The practice spread, and in 1871 a crowd gathered in Arlington National Cemetery to celebrate Decoration Day, marked in part by an address from famed abolitionist Frederick Douglass. A former slave, Douglass minced no words when it came to the moral standing of the thousands who had died in the war—to him, despite its being a national day of remembrance, distinctions had to be made. “We are sometimes asked, in the name of patriotism, to forget the merits of this fearful struggle, and to remember with equal admiration those who struck at the nation’s life and those who struck to save it,” said Douglass, acknowledging the undoubted sacrifice on both sides. And yet, “if we ought to forget a war which has filled our land with widows and orphans … I ask, in the name of all things sacred, what shall men remember?”

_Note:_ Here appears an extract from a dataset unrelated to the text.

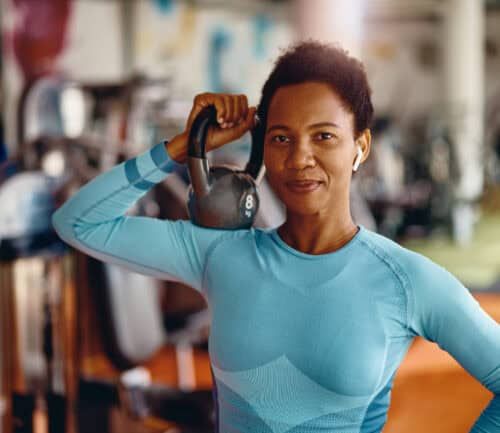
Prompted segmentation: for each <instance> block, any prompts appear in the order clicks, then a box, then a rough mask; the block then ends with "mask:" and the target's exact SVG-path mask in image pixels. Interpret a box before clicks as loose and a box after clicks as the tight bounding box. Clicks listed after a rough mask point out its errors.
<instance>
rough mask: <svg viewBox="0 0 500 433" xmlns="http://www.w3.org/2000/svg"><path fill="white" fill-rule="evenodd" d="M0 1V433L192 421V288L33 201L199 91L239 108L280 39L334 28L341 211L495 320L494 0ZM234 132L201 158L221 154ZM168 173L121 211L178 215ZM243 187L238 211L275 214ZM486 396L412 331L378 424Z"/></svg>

To Douglass, it was not enough to remember bravery, but bravery combined with uprightness. “We must never forget that victory to the rebellion meant death to the republic,” he exhorted his audience. “We must never forget that the loyal soldiers who rest beneath this sod flung themselves between the nation and the nation’s destroyers.” With Douglass’ words, the practice of remembrance was elevated from a mere memorial of bravery in war to a respectful commemoration of those who gave their all to protect American life and liberty.
As Reconstruction ended, and the attempt to redress the lingering social and economic effects of chattel slavery slowly ended due to a growing political reaction and the rise of white supremacist groups like the Ku Klux Klan, the tide shifted again, and racial politics again came into play. Historian David Blight notes that stories like the 1865 POW camp memorial in Charleston were buried by the white press, uninterested in episodes that did not fit Southern narratives, “that didn’t fit their version of what the war was all about.” By 1890, Decoration Day had taken on a wholly separate meaning in the American South, becoming an object of Confederate pride and culture instead of the defense of American liberty that Douglass had envisioned. And yet stories like the Charleston memorial lived on as oral tradition, while historians worked to bring them to the printed page in works like Blight’s own Race and Reunion: The Civil War in American Memory.
As the decades rolled on and America reeled from both the First and Second World Wars, Decoration Day took on a far larger meaning, becoming a symbol for honoring America’s fallen defenders in all its many wars. In 1967, it was renamedMemorial Day, and in the wake of the civil rights movement regained some of the focus on emancipation and justice that had been lost in post-Reconstruction narratives. President Barack Obama noted the ideological side of Memorial Day in a 2010 address, asserting that the day meant “something more” than mere remembrance of fallen soldiers: “[a] steadfast commitment to serve, to fight, and if necessary, to die, to preserve America and advance the ideals we cherish … a commitment witnessed at each defining moment along the journey of this country.”
While Memorial Day has its roots in the horrific cost of the battle against American racial prejudice, much of that remains buried as the celebration has been reduced, as have so many American holidays, to a three-day weekend, the unofficial start of summer, and super-sales shopping sprees. It has taken the faithful efforts of historians like Blight to bring many of the holiday’s most compelling stories back into the light: stories about human nature and suffering and the complicated ways in which a fractured nation strives to grieve for its dead. Even now, America’s racial struggles still clearly divide and wound, as even racial champions like Douglass prove complicated for modern readers to understand. It is, however, worth remembering stories like the women of Columbus and the freed slaves of Charleston and the words of Douglass. Their words and deeds paint a complex, morally complicated picture—of how a society’s desire to respect its protectors can transcend cultural and racial division even as it recognizes the division that gave rise to a need for protectors in the first place.
Perhaps Douglass’ words, spoken more than 150 years ago, describe the issue best: “Dark and sad will be the hour to this nation when it forgets to pay grateful homage to its greatest benefactors … whether living or dead, whether in time or eternity, the loyal soldiers who imperiled all for country and freedom are one and inseparable.”